The workflow of voice response is that user inputs voice, language of the speech apparatus to input by voice-input device Sound carries out the conversion of analog signal and digital signal, and it is special sound that speech sound reponsive apparatus, which judge whether being special sound, Voice response is then carried out, equipment is output by voice and carries out AI dialogue mode；It is not special sound is then other voice responses；

The workflow of other voice responses is, by nozzle type visual response equipment, the view that monitoring device shoots monitoring area Frequently, carry out judging whether the nozzle type of the people in video static, the nozzle type of people be it is static, be not responding to, the nozzle type of people is not static then, The nozzle type of people is not static then, is judged by number visual response equipment the video that monitoring device shoots monitoring area, There are several individuals in video, two or more people are judged as being just to be not responding to, and a people is just set by phone visual response It is standby, to the video that monitoring device shoots monitoring area, judge the whether hand-held phone of people in video, human hand held phone is then It is not responding to, the not hand-held phone of people then, carries out voice response, is output by voice equipment and carries out AI dialogue mode.

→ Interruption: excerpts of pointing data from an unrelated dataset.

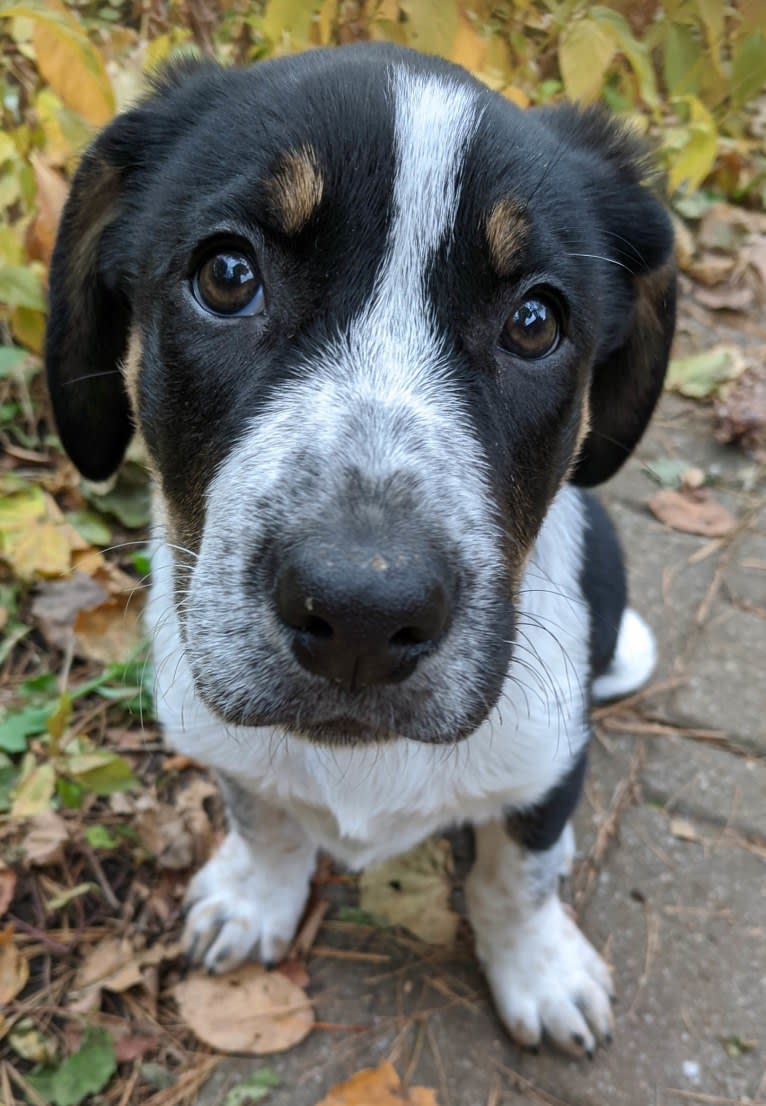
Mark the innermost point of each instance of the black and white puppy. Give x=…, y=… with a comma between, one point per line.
x=377, y=329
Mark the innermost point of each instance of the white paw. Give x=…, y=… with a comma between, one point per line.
x=240, y=905
x=546, y=977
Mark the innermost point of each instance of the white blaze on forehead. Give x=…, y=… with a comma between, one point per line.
x=434, y=123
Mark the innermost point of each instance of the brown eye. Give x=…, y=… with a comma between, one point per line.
x=533, y=330
x=229, y=283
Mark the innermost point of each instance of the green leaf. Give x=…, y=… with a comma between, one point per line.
x=748, y=69
x=701, y=375
x=682, y=59
x=129, y=501
x=11, y=360
x=101, y=771
x=14, y=729
x=698, y=142
x=585, y=53
x=84, y=1073
x=21, y=287
x=100, y=837
x=254, y=1088
x=667, y=470
x=90, y=527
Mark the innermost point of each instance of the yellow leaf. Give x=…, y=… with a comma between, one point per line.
x=34, y=792
x=13, y=967
x=585, y=53
x=287, y=22
x=66, y=59
x=431, y=25
x=516, y=96
x=469, y=48
x=378, y=1086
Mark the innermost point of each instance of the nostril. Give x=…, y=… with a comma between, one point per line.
x=408, y=636
x=317, y=627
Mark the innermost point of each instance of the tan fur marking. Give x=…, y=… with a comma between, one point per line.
x=295, y=189
x=506, y=230
x=132, y=367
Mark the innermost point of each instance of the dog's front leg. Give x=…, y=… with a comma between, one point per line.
x=248, y=899
x=545, y=976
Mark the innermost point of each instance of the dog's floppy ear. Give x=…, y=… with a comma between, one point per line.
x=637, y=236
x=90, y=288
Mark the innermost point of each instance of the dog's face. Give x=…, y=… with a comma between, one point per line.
x=368, y=317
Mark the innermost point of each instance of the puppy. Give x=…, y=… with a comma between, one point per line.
x=377, y=329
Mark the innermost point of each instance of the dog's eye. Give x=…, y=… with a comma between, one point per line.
x=229, y=283
x=533, y=330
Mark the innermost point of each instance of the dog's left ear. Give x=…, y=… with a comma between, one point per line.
x=637, y=236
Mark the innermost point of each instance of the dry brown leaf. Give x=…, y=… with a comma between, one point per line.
x=163, y=832
x=13, y=967
x=114, y=964
x=378, y=1086
x=725, y=298
x=250, y=1010
x=59, y=602
x=742, y=411
x=683, y=830
x=8, y=879
x=108, y=633
x=44, y=837
x=712, y=269
x=413, y=890
x=52, y=189
x=693, y=512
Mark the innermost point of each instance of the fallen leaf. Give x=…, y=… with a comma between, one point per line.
x=413, y=890
x=134, y=1047
x=34, y=791
x=52, y=189
x=43, y=838
x=254, y=1088
x=115, y=964
x=13, y=967
x=683, y=830
x=712, y=269
x=108, y=633
x=249, y=1010
x=378, y=1086
x=692, y=512
x=725, y=298
x=701, y=374
x=741, y=411
x=29, y=1043
x=8, y=880
x=59, y=602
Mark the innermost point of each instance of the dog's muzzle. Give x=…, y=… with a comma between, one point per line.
x=363, y=611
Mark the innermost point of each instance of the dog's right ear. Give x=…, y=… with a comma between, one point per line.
x=90, y=280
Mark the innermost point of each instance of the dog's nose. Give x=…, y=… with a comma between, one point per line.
x=360, y=614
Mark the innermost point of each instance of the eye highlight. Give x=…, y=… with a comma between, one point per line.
x=229, y=283
x=534, y=330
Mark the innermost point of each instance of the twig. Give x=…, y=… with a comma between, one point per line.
x=625, y=794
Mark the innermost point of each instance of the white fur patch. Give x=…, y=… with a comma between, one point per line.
x=245, y=901
x=544, y=974
x=633, y=661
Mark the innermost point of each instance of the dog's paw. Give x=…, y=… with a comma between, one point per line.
x=239, y=906
x=546, y=977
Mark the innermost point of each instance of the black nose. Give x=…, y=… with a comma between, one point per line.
x=360, y=614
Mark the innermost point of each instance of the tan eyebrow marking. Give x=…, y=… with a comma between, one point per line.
x=506, y=230
x=295, y=189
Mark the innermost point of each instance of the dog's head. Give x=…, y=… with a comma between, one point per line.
x=368, y=317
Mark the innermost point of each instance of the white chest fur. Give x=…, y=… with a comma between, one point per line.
x=366, y=803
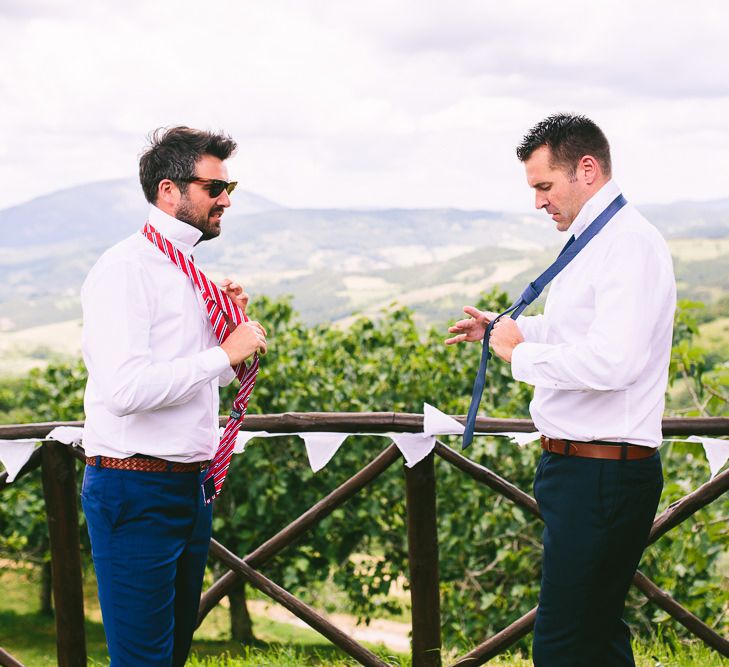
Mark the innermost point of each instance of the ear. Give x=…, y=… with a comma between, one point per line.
x=590, y=168
x=168, y=194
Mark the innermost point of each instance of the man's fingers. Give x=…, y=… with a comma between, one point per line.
x=475, y=313
x=461, y=326
x=456, y=339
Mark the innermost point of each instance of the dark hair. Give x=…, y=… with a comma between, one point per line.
x=569, y=138
x=173, y=153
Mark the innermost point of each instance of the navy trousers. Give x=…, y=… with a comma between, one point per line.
x=149, y=533
x=597, y=517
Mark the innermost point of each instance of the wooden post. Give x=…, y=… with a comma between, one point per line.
x=7, y=660
x=60, y=491
x=423, y=563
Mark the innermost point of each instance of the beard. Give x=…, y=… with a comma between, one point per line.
x=199, y=219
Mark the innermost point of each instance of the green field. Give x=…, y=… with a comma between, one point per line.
x=30, y=636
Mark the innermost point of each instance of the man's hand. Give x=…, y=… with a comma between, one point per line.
x=472, y=329
x=505, y=336
x=246, y=339
x=235, y=292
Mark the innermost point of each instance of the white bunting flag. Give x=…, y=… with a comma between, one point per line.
x=717, y=452
x=436, y=422
x=14, y=454
x=321, y=447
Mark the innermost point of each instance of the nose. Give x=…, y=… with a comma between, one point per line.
x=223, y=200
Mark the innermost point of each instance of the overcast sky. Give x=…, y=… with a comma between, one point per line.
x=365, y=103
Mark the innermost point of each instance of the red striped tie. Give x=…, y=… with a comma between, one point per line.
x=218, y=305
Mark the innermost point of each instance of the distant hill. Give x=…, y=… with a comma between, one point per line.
x=334, y=262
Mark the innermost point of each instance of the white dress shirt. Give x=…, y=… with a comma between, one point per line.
x=153, y=360
x=598, y=356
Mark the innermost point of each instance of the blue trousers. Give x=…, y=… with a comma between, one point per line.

2. the monitor supervision platform system of the intelligent retrieval according to claim 1, which is characterized in that in monitoring device, energy 360 ° of rotating cameras carry out panoramic video monitoring to response region.

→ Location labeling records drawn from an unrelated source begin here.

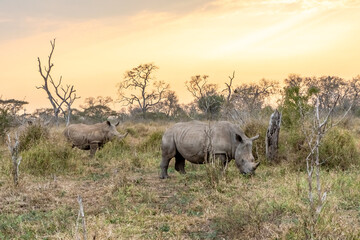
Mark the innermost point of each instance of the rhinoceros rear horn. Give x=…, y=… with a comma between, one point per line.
x=254, y=138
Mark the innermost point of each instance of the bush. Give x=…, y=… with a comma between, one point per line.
x=32, y=135
x=339, y=150
x=48, y=157
x=152, y=142
x=113, y=149
x=4, y=122
x=253, y=128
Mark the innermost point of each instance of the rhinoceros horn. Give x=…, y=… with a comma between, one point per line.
x=254, y=138
x=123, y=136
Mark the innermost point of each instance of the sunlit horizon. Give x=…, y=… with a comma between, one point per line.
x=96, y=43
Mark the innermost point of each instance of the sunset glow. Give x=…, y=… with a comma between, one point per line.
x=96, y=43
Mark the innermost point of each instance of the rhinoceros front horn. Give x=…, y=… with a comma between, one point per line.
x=256, y=165
x=254, y=138
x=123, y=136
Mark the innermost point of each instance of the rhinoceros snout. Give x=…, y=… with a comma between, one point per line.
x=250, y=170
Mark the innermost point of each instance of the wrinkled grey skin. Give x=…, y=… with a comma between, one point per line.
x=190, y=141
x=91, y=137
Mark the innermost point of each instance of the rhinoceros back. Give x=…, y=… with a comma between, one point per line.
x=194, y=140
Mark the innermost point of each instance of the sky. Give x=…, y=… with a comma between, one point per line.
x=98, y=41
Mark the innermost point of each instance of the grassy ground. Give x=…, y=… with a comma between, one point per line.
x=124, y=198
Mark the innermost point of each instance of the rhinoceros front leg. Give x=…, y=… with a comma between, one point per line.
x=164, y=166
x=180, y=163
x=93, y=148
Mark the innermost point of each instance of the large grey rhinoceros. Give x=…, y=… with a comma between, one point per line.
x=195, y=140
x=91, y=137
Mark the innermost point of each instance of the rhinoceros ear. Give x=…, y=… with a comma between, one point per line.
x=238, y=137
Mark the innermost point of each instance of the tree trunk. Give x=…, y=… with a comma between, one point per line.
x=272, y=136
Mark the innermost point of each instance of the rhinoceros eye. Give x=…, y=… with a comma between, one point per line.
x=238, y=138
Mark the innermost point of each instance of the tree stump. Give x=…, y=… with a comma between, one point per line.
x=272, y=136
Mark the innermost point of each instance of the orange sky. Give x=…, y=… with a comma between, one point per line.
x=97, y=41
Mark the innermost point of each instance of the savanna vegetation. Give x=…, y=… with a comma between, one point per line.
x=310, y=191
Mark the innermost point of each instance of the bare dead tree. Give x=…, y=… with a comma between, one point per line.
x=272, y=136
x=82, y=216
x=229, y=88
x=57, y=94
x=146, y=92
x=16, y=159
x=321, y=124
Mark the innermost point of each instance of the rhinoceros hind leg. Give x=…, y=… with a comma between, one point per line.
x=180, y=163
x=93, y=148
x=164, y=166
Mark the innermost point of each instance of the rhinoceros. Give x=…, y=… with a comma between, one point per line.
x=195, y=141
x=91, y=137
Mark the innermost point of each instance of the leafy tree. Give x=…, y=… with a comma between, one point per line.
x=9, y=109
x=208, y=100
x=251, y=97
x=211, y=105
x=199, y=87
x=97, y=108
x=296, y=102
x=140, y=88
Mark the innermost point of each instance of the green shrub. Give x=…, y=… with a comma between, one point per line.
x=113, y=149
x=32, y=135
x=339, y=150
x=152, y=142
x=4, y=122
x=48, y=157
x=253, y=128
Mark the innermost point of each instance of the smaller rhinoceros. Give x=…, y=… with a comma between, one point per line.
x=91, y=137
x=195, y=141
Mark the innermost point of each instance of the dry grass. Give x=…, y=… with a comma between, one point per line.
x=124, y=198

3. the monitor supervision platform system of the intelligent retrieval according to claim 1, which is characterized in that in voice-output device In, it is provided with cone basin formula loudspeaker, the diaphragm materials used mix wool, silk, carbon fibre material in paper pulp material.

4. the monitor supervision platform system of the intelligent retrieval according to claim 1, which is characterized in that in voice-output device In, it is provided with frequency divider, frequency divider, which is that power divider is also referred to as passive type rear class frequency divider, to be divided after power power amplifier Frequency；It mainly includes inductance, resistance, capacitor passive block, forms filter network, the audio signal of each frequency range is sent respectively It is reset into the loudspeaker of corresponding band.

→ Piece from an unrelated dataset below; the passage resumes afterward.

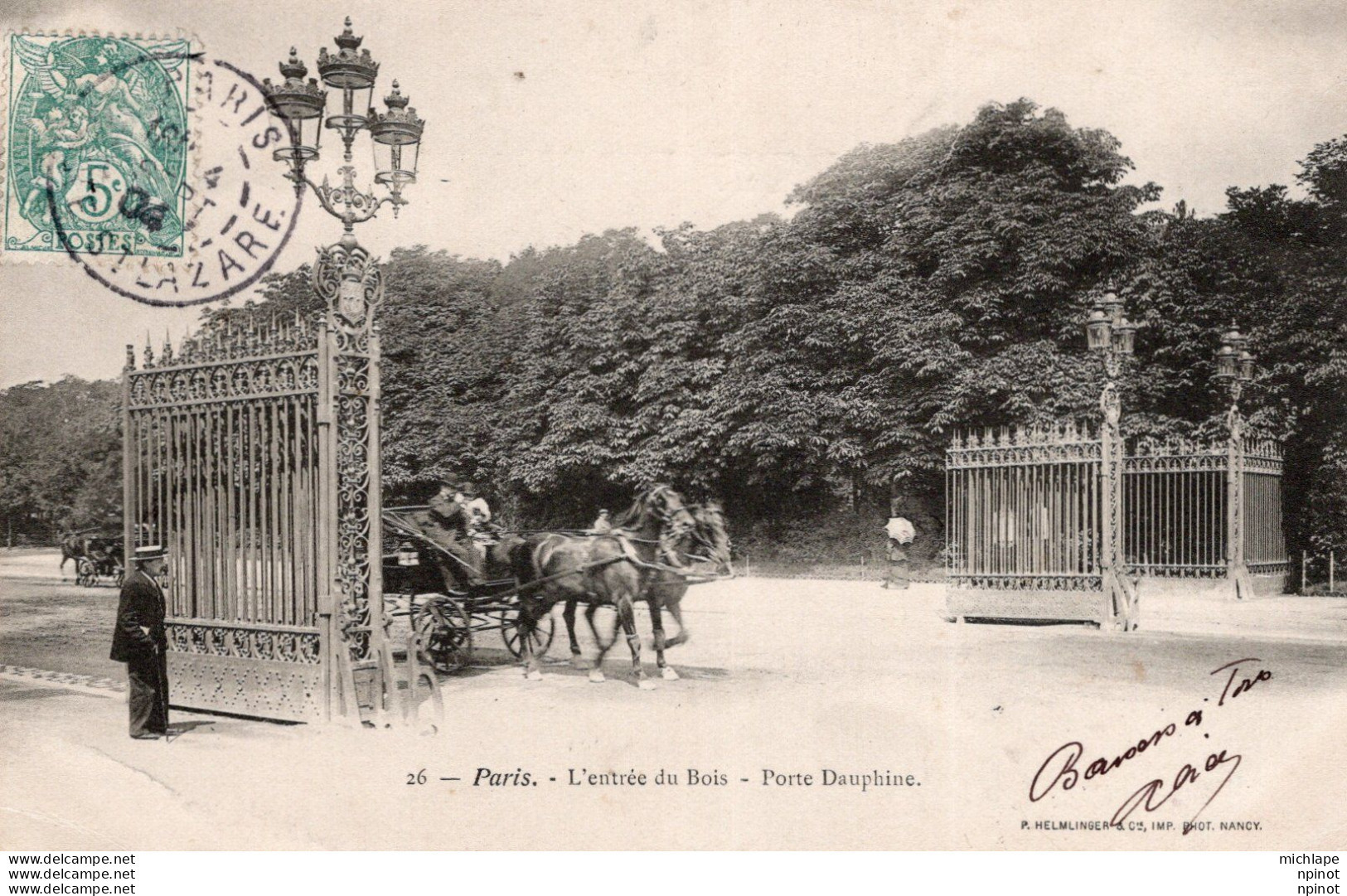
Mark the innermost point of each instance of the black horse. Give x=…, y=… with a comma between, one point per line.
x=603, y=570
x=707, y=542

5. the monitor supervision platform system of the intelligent retrieval according to claim 1, which is characterized in that set in nozzle type visual response In standby, face identification system is set, by the threshold value of setting specific color in the human face region of identification, detects the area of lip Domain, by the comparison of the previous frame and next frame of video, the boundary of lip is not overlapped, then the nozzle type of people is not static.

6. the monitor supervision platform system of the intelligent retrieval according to claim 1, which is characterized in that set in number visual response In standby, counter is set, counter 1 then responds, and counter is greater than 1, then is not responding to.

7. the monitor supervision platform system of the intelligent retrieval according to claim 1, which is characterized in that set in phone visual response In standby, the 3 d model library of mobile phone and fixed-line telephone is set, is compared by identifying the hand of people, and then by 3 d model library Object in the hand of people, and then judge whether it is phone.

8. the monitor supervision platform system of the intelligent retrieval according to claim 1, which is characterized in that set in phone visual response In standby, the 3 d model library of bluetooth headset and common headphones is set, by identifying the ear of people, and then passes through 3 d model library ratio To the object worn on the ear of people, and then judge whether it is earphone.